Vorsichtshalber schließe ich die Tür der Finka. Stecke den Schlüssel in den Brustbeutel. So, los geht´s. Hüpfen durch den abschüssigen Garten vorbei an Stacheligem, Kakteen, Agaven und anderen fleischigen Stachelpflanzen, deren Name mir entfallen ist. Sie speichern das knappe Wasser gelegentlicher Schlauchspritzerei oder seltener Regenfälle im Jahr. Im ausgetrockneten Boden gedeiht nichts anderes. Blüht aber noch, wie jetzt, im Juni. Das Lattentor auf und wieder zu.

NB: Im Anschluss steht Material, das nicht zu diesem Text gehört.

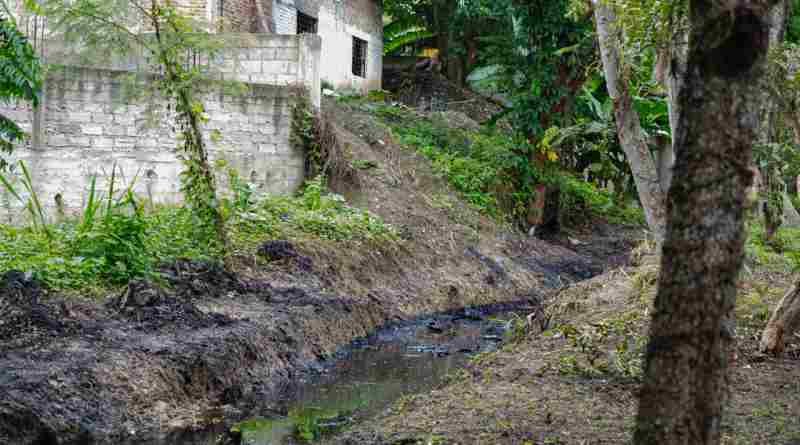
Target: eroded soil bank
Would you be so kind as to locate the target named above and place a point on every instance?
(218, 346)
(576, 382)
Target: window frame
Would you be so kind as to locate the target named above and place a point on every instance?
(303, 20)
(359, 57)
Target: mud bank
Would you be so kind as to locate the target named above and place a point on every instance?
(150, 362)
(218, 346)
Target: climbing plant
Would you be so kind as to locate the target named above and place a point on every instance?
(20, 78)
(172, 45)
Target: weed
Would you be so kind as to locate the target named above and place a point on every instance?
(115, 240)
(494, 172)
(364, 164)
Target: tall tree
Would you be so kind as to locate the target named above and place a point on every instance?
(685, 385)
(172, 43)
(629, 130)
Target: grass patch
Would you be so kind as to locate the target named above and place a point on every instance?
(494, 171)
(785, 259)
(129, 242)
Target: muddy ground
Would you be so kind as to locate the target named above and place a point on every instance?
(214, 345)
(545, 389)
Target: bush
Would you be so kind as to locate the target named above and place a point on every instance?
(495, 172)
(115, 241)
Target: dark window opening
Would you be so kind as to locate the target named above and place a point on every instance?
(306, 24)
(359, 57)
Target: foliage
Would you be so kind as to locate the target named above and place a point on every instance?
(112, 28)
(115, 239)
(493, 171)
(20, 79)
(590, 143)
(537, 57)
(315, 213)
(762, 253)
(399, 34)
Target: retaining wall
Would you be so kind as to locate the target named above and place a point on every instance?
(90, 121)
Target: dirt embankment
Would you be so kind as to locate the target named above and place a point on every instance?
(217, 344)
(576, 383)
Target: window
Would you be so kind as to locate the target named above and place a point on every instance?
(359, 57)
(306, 24)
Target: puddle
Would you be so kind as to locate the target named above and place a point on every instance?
(368, 376)
(396, 362)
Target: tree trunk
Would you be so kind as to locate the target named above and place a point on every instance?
(629, 128)
(686, 369)
(677, 54)
(785, 321)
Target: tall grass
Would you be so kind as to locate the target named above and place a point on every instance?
(114, 240)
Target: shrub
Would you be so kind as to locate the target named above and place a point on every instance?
(495, 172)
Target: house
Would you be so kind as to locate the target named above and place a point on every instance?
(86, 129)
(351, 31)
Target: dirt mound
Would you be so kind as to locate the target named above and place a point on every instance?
(207, 343)
(282, 250)
(150, 308)
(25, 320)
(431, 91)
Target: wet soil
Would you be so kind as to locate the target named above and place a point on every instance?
(210, 347)
(532, 393)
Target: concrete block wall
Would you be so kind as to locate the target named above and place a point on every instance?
(338, 22)
(88, 123)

Wir sind auf dem Weg, der kein Weg ist. Eher ein Stolpersteinpfad. Hüpfen mehr als wir gehen von Stein zu Stein. Bleiben einen Moment stehen, wenn eine sandige Strecke uns dazu einlädt. Sehen immer wieder den unentwegt anrollenden Wogen zu. Suchen das ferne Ufer. Überspringen den niedrigen Zaun eines Nachbarn. Der meint damit sein Revier vor fremdem Zutritt zu schützen. Deutsche Zäune sind höher.
Hinter einem engmaschigen Gitter kläfft ein Köter, als wir vorübergehen. Einer der fahlgelben, die hier frei herumlaufen und nach mitleidigen Mädchen schnüffeln. Hin und wieder erwischen sie eines, das ihn mit zu sich nachhause nimmt und verwöhnt. Meine Dorothee hatte so einen Bilbo. Es gelang ihr, ihn zu einem gehorsamen Menschenfreund zu erziehen.
In meinem Kopf Es Trenc. Lockt mit bisher nur geträumten Möglichkeiten. Nackt ins wogende Meer laufen. Weiter, immer weiter, bis die Füsse den Sandboden nicht mehr spüren. Mit ausgestreckten Zehen abstoßen, und sich den wiegenden Wassern überlassen. Ob Rose genauso denkt? Genauso fühlt? Ihr Gesicht ist ungeschminkt. Die Augen blitzen unternehmungslustig. So noch nicht gesehen. In meinem Hirn breitet sich Hoffnung aus. Ungeahnte, widersinnige Hoffnung auf Paradies. Hier am Strand von Es Trenc und seinen Steinburgen und Pinienbüschen. Liebesakt im wogenden Meer? Verrückt!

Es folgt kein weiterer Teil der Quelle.